The Holdovers (including: How'd they make his eye do that??)

This dropped on Prime for free viewing and I jumped on it and wow, glad I did. What a quietly beautiful film. Giamatti was always a fave of mine and I’m going to be so happy to have him win an Oscar for this.

For me, what hit home was the loneliness and loss that pervaded everyone’s lives, whether they admitted to it or not. The comedy was there, perhaps, to keep it from being too heavy on the viewer; it worked better, I think, than if this was a straight drama/redemption story.

Going back to what @Rock8man was feeling about the ending, I almost expected the film to fade to black when Paul came out of the office, pointed to his eye and said it was that one and Angus gave that slight smile. Yeah, that would have felt just right for this type of movie. But I didn’t mind that wrap-up and seeing Paul drive off into the proverbial sunset.

Hey, me too! In fact, I’ve seen the movie a couple of times now, and other than stealing his insipid boss’s beloved brandy (?) and drinking it out of the bottle as he drives away, I can’t remember anything that happened after that moment. Did he have some parting words with Davine Joy Randolph’s character? Was some final wisdom imparted to Tully after he declined the invite to skip class and get a burger? I don’t recall, but I don’t think any of it was important. Telling Angus which eye to look into was all I needed to know about how far they had come.

My friend Bruce Geryk says that all American movies end ten minutes too late. This is exactly the sort of thing he’s talking about.

I don’t think so. The main thing we learned in that scene is that the kid wasn’t kicked out of school.

I don’t mind the pacing of those closing scenes and I think you need Paul saying goodbye to both of those characters. Mary gives him a blank journal to record his upcoming adventures. We learn that she’s saving up for her sister’s baby’s college fund and if it’s a boy his middle name will be Curtis. Later, Paul tells Tully, “Keep your head up, all right? You can do this.” I thought both of those scenes were quite touching. Then you get Paul’s brandy swish-and-spit and a snowy drive off down the road away from Barton Academy.

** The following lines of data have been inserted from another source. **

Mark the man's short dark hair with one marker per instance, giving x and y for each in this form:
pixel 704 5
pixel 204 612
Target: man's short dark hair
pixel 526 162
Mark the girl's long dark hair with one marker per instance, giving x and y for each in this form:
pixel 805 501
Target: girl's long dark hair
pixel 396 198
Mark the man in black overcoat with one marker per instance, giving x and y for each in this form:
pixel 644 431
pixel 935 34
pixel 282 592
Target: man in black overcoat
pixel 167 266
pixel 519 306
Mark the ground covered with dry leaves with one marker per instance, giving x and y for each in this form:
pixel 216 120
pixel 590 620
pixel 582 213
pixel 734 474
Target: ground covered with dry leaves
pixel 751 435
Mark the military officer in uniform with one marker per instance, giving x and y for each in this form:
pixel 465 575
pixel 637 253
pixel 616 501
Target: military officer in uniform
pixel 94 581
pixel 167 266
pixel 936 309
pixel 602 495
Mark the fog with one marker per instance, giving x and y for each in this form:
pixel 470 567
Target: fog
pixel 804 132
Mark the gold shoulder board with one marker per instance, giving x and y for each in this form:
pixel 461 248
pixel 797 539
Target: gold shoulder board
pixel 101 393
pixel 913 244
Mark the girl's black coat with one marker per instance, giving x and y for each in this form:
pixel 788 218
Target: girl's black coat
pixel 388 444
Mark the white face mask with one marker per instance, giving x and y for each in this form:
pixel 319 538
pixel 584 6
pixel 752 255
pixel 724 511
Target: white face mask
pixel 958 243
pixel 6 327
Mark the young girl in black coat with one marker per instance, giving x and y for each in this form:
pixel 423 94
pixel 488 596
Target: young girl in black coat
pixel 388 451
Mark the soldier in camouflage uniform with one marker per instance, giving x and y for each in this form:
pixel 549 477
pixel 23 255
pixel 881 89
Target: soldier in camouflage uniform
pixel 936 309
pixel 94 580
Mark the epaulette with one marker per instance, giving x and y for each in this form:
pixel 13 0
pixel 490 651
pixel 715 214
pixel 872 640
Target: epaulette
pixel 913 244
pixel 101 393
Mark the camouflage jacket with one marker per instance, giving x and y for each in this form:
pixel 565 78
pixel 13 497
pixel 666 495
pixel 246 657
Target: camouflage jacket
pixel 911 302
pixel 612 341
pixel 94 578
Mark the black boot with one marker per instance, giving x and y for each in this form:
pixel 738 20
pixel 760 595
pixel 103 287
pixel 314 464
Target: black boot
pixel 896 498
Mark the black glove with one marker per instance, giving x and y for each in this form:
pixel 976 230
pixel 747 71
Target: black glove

Don’t get me wrong, I liked the ending sequence, but was it really needed? We wouldn’t know the specifics, but there’s plenty that can be inferred even if you end a tad earlier at the office. The connections with Mary and Tully are solid for Paul, Paul’s story arc released him into the world, and we already feel that Mary and Tully are on different trajectories now that they’ve travelled through this stage of their own painful journeys.

Maybe a minor critique of a fabulous film. I would have loved it if they had done test screenings with the shorter viewing and had audiences say they wanted a neat wrap-up so they tacked on the rest to make it a package. I wouldn’t be surprised if that’s what happened.

I, for one, certainly hope that’s not what happened. I’d like to think Alexander Payne has earned enough capital with the studios who finance his movies that he doesn’t have to hew to what test audiences want.

And for the record, I’m on your team with this issue! But I’m also not the filmmaker, and I would hate to think that Payne is having to recut his movies based on test screenings. I completely accept Holdovers as the movie he intended to make, even with the caveat that it plays the audience out with a nice tidy American redemptive ending instead of something more characteristically European or arthouse (those links are two of my favorite recent-ish examples of mind-blowing endings that American audiences would hate, both arguably “arthouse” movies, the first Romanian, the second Polish).

I would doubt that focus features would do anything to interfere with Payne, even after Downsizing was a disappointment. (Not to me, I love that film). I can’t imagine the budget was huge on this one either.